Telematics has long been a feature of fleet monitoring, but its potential for private use is rising. Saad Ahmed investigates the developing technology, its potential uses in motor finance, and its possible role in an increasingly interconnected world.
Telematics is well known for its use in calculating insurance premiums. However, as the technology develops, and demand for connectivity in the car market increases, telematics is increasingly being used in different ways.
According to online statistics provider Statista, the global telematics market is predicted to reach $40bn (£32.3bn) in 2016, up from $15bn from 2011.
“By the end of 2015 we saw 12 million telematics policies globally, and by the end of 2020, it will be 93 million. It’s growing very fast,” says Jonathan Hewett, group chief marketing officer at Octo Telematics.
Though traditionally mostly known for the classic ‘black box’, telematics technology extends beyond this and increasingly involves devices such as windscreen-mounted units and mobile phone apps designed to monitor a vehicle’s driving data.
While fleet operators use telematics to monitor vehicles, it is also poised to make further inroads into the private car market – and beyond the realms of insurance.
Motor Finance spoke to a number of telematics companies and consultants about the technological developments, the adoption of telematics, and how it could impact motor finance.

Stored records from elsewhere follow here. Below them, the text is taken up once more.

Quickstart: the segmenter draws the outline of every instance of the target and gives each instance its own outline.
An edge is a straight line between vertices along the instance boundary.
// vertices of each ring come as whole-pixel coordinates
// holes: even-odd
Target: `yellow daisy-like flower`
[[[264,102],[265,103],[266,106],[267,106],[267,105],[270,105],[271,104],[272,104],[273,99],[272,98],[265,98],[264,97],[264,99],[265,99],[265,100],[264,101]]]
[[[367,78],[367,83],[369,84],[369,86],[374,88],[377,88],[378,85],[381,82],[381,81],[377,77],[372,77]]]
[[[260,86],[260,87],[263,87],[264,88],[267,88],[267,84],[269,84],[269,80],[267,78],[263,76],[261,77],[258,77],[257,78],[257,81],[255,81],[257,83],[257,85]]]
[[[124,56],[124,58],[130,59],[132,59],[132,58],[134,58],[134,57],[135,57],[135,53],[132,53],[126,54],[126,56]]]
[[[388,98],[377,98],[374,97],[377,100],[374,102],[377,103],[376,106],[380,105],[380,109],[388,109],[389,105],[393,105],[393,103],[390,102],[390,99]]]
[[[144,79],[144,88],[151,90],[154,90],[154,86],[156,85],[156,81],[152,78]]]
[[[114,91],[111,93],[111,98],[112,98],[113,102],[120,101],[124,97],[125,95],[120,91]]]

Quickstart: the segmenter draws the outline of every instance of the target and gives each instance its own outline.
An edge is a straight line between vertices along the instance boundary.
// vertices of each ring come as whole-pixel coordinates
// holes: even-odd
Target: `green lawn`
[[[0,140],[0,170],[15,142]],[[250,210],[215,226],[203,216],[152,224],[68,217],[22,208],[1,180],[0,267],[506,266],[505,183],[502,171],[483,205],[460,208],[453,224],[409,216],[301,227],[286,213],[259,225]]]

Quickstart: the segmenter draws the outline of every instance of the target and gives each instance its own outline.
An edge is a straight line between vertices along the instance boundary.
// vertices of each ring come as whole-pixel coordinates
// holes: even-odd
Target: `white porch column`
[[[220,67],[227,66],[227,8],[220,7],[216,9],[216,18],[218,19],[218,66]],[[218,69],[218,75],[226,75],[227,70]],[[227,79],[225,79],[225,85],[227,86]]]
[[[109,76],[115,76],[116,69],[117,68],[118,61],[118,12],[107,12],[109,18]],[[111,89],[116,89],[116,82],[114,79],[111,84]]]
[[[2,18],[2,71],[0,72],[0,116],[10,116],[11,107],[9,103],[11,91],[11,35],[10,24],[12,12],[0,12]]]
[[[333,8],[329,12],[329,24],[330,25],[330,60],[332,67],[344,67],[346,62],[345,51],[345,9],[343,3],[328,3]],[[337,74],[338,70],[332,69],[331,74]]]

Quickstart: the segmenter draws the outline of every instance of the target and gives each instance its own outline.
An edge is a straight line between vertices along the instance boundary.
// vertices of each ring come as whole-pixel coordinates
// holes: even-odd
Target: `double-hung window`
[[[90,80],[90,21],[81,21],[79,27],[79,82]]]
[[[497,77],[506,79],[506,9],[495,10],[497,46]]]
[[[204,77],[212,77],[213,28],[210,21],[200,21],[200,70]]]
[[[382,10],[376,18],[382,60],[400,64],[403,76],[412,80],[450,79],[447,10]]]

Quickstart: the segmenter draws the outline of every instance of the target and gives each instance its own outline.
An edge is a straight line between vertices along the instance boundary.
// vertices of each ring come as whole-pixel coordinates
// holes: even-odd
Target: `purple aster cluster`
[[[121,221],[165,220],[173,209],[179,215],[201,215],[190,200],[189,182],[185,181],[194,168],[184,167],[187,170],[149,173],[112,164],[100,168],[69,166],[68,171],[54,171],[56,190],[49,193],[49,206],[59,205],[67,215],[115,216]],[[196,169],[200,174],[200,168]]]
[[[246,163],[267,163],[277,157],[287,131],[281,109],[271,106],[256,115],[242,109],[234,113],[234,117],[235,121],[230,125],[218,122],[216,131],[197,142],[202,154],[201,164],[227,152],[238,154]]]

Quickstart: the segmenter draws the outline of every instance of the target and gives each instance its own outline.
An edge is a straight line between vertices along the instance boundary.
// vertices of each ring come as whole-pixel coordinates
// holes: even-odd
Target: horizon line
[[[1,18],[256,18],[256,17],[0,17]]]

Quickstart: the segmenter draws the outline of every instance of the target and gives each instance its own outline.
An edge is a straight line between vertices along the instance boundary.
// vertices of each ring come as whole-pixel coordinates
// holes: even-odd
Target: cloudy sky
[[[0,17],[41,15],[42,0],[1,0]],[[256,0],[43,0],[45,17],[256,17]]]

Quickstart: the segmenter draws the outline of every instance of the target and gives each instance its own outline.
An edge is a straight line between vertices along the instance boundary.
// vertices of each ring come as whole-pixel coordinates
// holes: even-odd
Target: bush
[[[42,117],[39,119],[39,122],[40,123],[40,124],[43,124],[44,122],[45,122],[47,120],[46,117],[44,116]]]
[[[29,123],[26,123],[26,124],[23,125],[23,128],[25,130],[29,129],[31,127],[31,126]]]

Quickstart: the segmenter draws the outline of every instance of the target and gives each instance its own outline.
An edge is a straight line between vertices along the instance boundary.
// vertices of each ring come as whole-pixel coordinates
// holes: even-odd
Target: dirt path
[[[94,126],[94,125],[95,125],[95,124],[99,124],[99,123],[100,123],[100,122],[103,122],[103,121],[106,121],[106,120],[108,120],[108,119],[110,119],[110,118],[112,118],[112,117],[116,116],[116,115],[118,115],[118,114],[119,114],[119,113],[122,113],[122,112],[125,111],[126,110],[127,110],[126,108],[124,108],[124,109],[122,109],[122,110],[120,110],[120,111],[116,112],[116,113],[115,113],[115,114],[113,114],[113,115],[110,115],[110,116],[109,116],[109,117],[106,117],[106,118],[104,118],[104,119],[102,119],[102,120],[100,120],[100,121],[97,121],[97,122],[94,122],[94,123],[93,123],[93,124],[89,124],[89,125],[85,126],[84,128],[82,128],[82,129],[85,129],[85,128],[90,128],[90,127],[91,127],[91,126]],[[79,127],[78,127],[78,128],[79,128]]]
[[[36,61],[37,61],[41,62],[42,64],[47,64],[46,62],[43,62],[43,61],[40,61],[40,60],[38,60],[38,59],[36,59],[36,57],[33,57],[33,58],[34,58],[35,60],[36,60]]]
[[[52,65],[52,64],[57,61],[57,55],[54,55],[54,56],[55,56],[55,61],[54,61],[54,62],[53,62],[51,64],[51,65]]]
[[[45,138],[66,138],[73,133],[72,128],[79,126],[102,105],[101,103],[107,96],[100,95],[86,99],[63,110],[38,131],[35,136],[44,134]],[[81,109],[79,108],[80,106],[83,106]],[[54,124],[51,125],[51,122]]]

With the rise of usership in the automotive industry as PCP and PCH grow, telematics and the data it produces could fundamentally change how aspects of motor finance are calculated.
Benefits to fleets
Large-scale use of telematics is currently tied to fleet markets. Companies look to telematics to drive fleet efficiency and manage costs. Hewett explains that data provided by telematics can allow businesses to reduce expenditure.
“The bottom line is that it reduces the total cost of ownership from a fleet provider’s perspective.
“In simple terms, the more data and information that a fleet operator has about the fleet of vehicles, how, where, and when they are being used, the better they can optimise the cost.” .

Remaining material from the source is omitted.